Open desb42 opened 4 years ago
Taking this page as an example, the image to the right of Geographie is chosen 'randomly' from a list of 5 (in this case) images. The wikitext is:....
Yeah, I don't think this is resolvable. I don't know of a way to identify all the images in these "revolving" templates. I remember running across this early on in a random enwiki page for India (it switched the image based on the time of day)
The problem is that the hdump process loads a page only once, and if there is a "revolving" image template only 1 of the many images will be downloaded. I could try scanning the raw template text, but that becomes extremely difficult as you could get things like "{{random_template|Views of Geneva.jpg|Hn-caecilien66-web.jpg}}" which would need template parsing.
For now, I'll leave this as a known issue in the backlog. Let me know if any other thoughts. Thanks
I have been doing a bit of digging and think I can explain the issue
Taking as an example en.wikipedia.org/wiki/Portal:Arts
This has many section that involve random selection
It is not the randomness that is the cause (I believe)
Generating from wikidata, the randomness potentially produces new images to 'download', the download process runs, and then the wikitext is processed a second time
This second time, potentially generates a different set of images - which do not go through another download - hence causing the process not to find a valid image
In principle, the second pass could be performed on the html generated in the first pass.

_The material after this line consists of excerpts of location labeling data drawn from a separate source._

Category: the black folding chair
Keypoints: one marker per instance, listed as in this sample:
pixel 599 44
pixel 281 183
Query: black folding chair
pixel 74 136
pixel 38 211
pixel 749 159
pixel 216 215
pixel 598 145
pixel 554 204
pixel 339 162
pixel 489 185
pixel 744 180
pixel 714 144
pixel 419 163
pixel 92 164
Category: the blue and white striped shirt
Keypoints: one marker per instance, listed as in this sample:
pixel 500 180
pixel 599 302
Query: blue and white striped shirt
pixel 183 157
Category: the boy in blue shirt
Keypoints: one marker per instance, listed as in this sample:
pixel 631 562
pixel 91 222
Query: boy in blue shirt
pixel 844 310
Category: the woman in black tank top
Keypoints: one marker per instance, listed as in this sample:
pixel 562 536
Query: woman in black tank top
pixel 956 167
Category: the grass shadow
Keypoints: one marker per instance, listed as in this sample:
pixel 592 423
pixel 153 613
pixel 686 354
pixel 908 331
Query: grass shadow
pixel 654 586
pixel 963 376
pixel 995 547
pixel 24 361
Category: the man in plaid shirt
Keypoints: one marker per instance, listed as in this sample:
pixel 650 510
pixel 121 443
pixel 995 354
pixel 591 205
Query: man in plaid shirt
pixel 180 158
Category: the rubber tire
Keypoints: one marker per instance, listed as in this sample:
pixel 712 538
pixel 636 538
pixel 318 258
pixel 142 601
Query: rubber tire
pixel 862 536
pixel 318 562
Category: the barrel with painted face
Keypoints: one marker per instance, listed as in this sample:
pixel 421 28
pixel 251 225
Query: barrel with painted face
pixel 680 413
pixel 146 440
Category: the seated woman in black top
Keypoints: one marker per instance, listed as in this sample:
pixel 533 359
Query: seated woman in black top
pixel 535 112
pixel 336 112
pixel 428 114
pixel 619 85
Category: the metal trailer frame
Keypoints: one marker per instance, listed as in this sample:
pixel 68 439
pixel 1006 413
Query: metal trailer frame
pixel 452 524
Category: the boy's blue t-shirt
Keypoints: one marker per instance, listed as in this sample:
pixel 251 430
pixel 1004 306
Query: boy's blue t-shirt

A bit like hdump?
In light of the above comment, I have made some changes to a few files to implement this concept
The basic idea is that during the html construction when a file is not in the file
subdirectory already, changing the generation of the link to use the hdump formatter and then once the files have been downloaded, passing this generated html through the hdump process
(hopefully that make sense)
I have introduced a new function into Xow_hdump_mgr_load.java
Parse(src, page)
which is called from Http_server_page.java
The other change (a bit hacky) is in Xoh_file_wtr__basic.java
I change html_fmtr
to use the fmtr__hdump
formatter if the current formatter is fmtr__basic
and the file does not exist
Please see attached rebuild.zip (definitely a work in progress)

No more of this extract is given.